IX Edición
Curso 2012 - 2013
Sin respuesta
Miguel Jiménez de Cisneros, 15 años
Colegio Tabladilla (Sevilla)
La sesión plenaria de aquella tarde de febrero parecía una más. Uno a uno, los diputados votaban a favor o en contra de la investidura del nuevo presidente, que debería hacer frente a la crítica situación nacional.
Él estaba allí, sentado en su escaño, confuso. Su turno era de los últimos. Pero su cabeza no estaba allí, sino a quinientos metros, en la calle. Pensaba en la situación de la sociedad. Había jóvenes como él, ancianos como su abuelo, niños como sus primos pequeños... y todos tenían en común pertenecer a un mismo país, por lo que no terminaba de entender por qué se enfrentaban. No sabía cómo aplaudir al portavoz de su partido ni por qué negaba valor a todo lo que decía su opositor.
De estos pensamientos le sacó un barullo. Golpes y gritos. Tiros. De repente, una masa de hombres de verde entró en la Cámara. Más tiros… Se lanzó al suelo instintivamente. Había disparado aquel que parecía el cabecilla.
Su mente se llenó de furia contra aquellos militares. La ira llenó su mente. Sin embargo, los minutos lo fueron tranquilizando. Pasado un rato, les obligaron a abandonar la sala para pasar a estancias contiguas. Fue cuando se fijó en los asaltantes: vestían todos de igual manera y no le sorprendió que fuesen miembros de la seguridad del Estado. Lo que realmente le impresionó fue la expresión de su rostro. Cruzó la mirada con la de uno que tendría unos sesenta años. Se preguntó si aquellos hombres eran enemigos de la libertad, si tenían algo en su contra por representar al pueblo, si actuaban obligados o creían en una causa justa. Entonces entendió que ambos creían en lo mismo: el bien común. Igual que el resto de los diputados, los ancianos, los niños, los profesionales y aquellos que se encontraban sin trabajo. Todos querían lo mismo: paz y seguridad. ¿Por qué, entonces, se hallaban divididos?

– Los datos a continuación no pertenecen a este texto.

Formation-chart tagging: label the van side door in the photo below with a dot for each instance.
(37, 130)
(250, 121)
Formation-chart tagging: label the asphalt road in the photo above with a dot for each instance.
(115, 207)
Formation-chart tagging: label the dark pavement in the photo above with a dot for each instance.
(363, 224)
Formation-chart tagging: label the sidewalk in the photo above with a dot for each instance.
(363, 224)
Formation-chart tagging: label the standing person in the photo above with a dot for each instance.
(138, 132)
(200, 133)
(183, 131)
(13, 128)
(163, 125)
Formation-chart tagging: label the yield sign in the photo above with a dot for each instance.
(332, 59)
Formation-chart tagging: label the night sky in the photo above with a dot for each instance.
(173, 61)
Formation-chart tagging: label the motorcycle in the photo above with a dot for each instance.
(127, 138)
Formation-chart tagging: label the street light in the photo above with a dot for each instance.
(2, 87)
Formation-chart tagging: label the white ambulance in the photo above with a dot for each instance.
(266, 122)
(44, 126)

Al cabo de un rato, sentado en un rincón de aquella sala, creyó encontrar una razón: los métodos, los caminos. Cada uno buscaba el mismo objetivo pero utilizando vías distintas. Todos creían tener la razón, y puede que todos tuviesen una parte de ella. Este tipo de pensamientos le fluyeron durante toda la noche.
<<Divididos no lograremos nada>>, se decía.

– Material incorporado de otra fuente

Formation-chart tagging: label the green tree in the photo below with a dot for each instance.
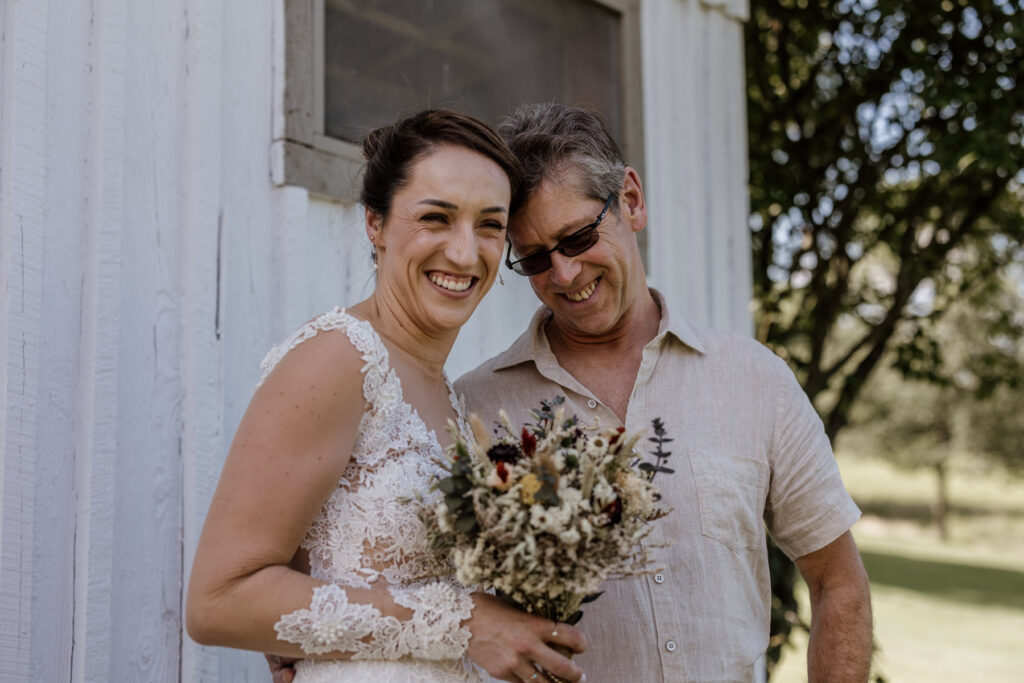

Amaneció. Seguía sin entender por qué habían llegado a tal situación de enfrentamiento.
<<¡Somos libres!>>, gritaron algunos colegas. Comenzaron a salir a la calle. Se fijó en algunos de los asaltantes que, ya sin autoridad, dejaron de contener a la marea de diputados que corrían felices hacia las salidas donde la prensa y la ciudad les esperaban. Los rostros de los que la tarde anterior habían entrado con vigor, fe y ánimo en aquel edificio se habían mudado a la derrota y la tristeza.

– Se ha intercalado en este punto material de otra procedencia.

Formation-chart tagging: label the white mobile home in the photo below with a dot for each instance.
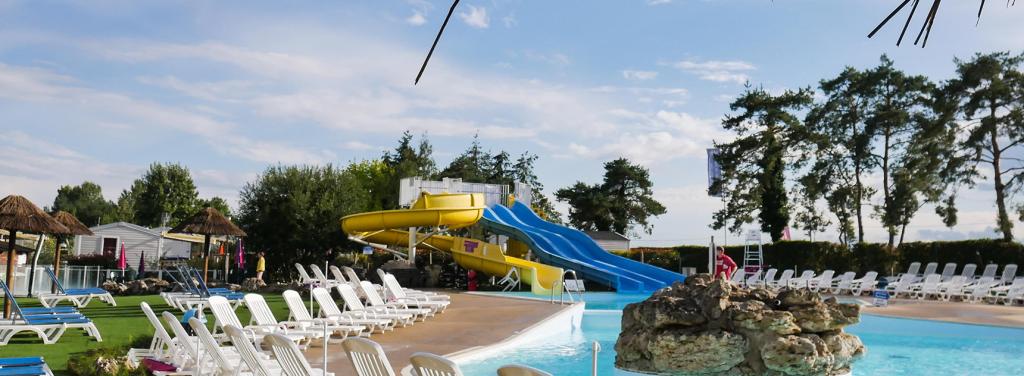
(156, 244)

<<¿Son ellos malos y nosotros buenos?>>, se preguntó una vez más. Y una vez más no obtuvo respuesta. En la calle, decenas de furgones de Policía formaban una cadena. Los periodistas se aglutinaban junto a las vallas de seguridad, esperando hablar con los diputados.
Pero él se alejó con el recuerdo de las caras de aquellos militares, cabizbajo, sin saber si estaba contento o triste, sin saber qué decir.